Tuesday, January 1, 2013

The "Whats" and the "Hows"

Many of you will remember from your younger days the "relationship" questions you faced on some standardized test to which you may have been subjected.  Here is one such question I just created:

Charles Darwin is to James Watson & Francis Crick, as the Bible Book of Genesis is to:
A.  Jesus Christ
B.  Billy Graham, Divinitatis Doctors
C.  Hawkins and Krauss, Doctors Philosophiae
D.  The Biblical book of Revelation

Marked your answer? 

OK, let's take the first part of the question; what is the relationship of Darwin to James Watson and Francis Crick?  As we all know, Charles Darwin was the first to suggest, as was later established by DNA analysis, that the incredible variety of plants and animals present on this planet is the result of differentiation by "evolution," a process which Darwin linked to the ability of those best adapted to their environments to pass on their characteristics to their progeny (sometimes mistakenly referred to as "the survival of the fittest".)  

Evolution as a theory had been controversial for many years after Darwin, in large part due to the lack of a scientific explanation of the process for differentiation and transmission to progeny.  His observations were clearly presented, but how had this process occurred?  If you could not explain how evolution could occur, then instantaneous creation of life in all its varied forms by "God" seemed an equally reasonable alternative.  

In 1953, in what is considered the most respected scientific journal in the world, Nature, two scientist, James Watson and Francis Crick, published their paper "Molecular Structure of Nucleic Acids: A Structure for Deoxyribose Nucleic Acid" and the how of evolution was revealed to the world (a different form of "revealed" truth.)  Subsequent research with DNA analysis over following decades confirmed what Darwin had predicted more than a hundred years previously.
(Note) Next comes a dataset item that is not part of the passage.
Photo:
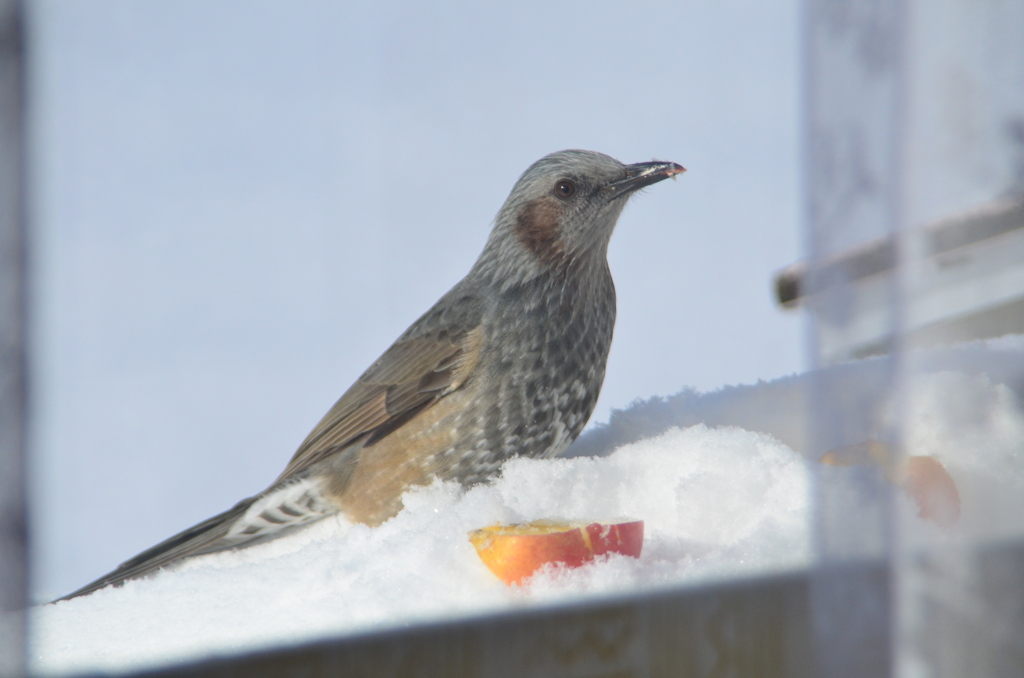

So, the relationship question in the first part of the statement as I see it is:  Darwin demonstrated to the world WHAT happened, and later Watson and Crick demonstrated to the world HOW it happened.

So, the question could be restated "If Genesis tells us that the world was created from a "void," then who can tell us how it happened?"  

Genesis says "the earth was without form, and void was on the face of the deep"  and "God created the heaven and the earth."  This is one of several "ex nihilo" traditions, very similar to Sumerian and Egyptian creation myths.  Since there has to be something from which the earth (and the cosmos) can be created, and some initial cause, then an infinitely existing god seemed a reasonable candidate for the "how" of creation.  After all, you can not create "something" from "nothing," or can you?

Now, from the world of cosmology, astrophysics, and quantum mathematics, emerges what may be the answer to what many have considered the ultimate question . . . how did "this" all come to be, unless it was a supernatural creation by God?  The answer is perhaps a summation of many minds interacting in a community of science, but I suspect the principle names my grandchildren will read of are Stephen Hawkins and Lawrence Krauss, as these two have separately published writings accessible to the average person who is willing to spend a bit of time grasping the concepts they have laid forth in their recent books.  They showed that a true void, "nothing, no space, no matter, not even time" is a very unstable state that will quickly degenerate into "something."  The resulting universe will violate no laws of physics . . and in fact the sum total of energy in our universe is . . . zero . . . . i.e. nothing!

Each of these brilliant minds have shown that, while not disproving that a god created the universe, such a divinity is not necessary.  You really can get "something from nothing," as difficult as the concept may seem on it's surface.  It is both how and why we have "things" rather than "no thing."   I believe it was either A.C Grayling or Betrand Russell who pointed out that the fundamentals of any religion can be explained to someone in 30 minutes, but it takes a lot longer and a lot more discipline for someone to study and grasp the science that brings understanding of how "things" exist.  

On The Origin of Species was such a blow to the creation myth, that now, after a century of denial, even the Vatican officially endorses the phenomena.  I suspect that eventually science will convince the Catholic church that, like evolution, a natural explanation for how the universe came into being, including the "Big Bang," will be accepted, even if clothed in religion as a way through which God acted at the origin.

The correct answer is, of course "C."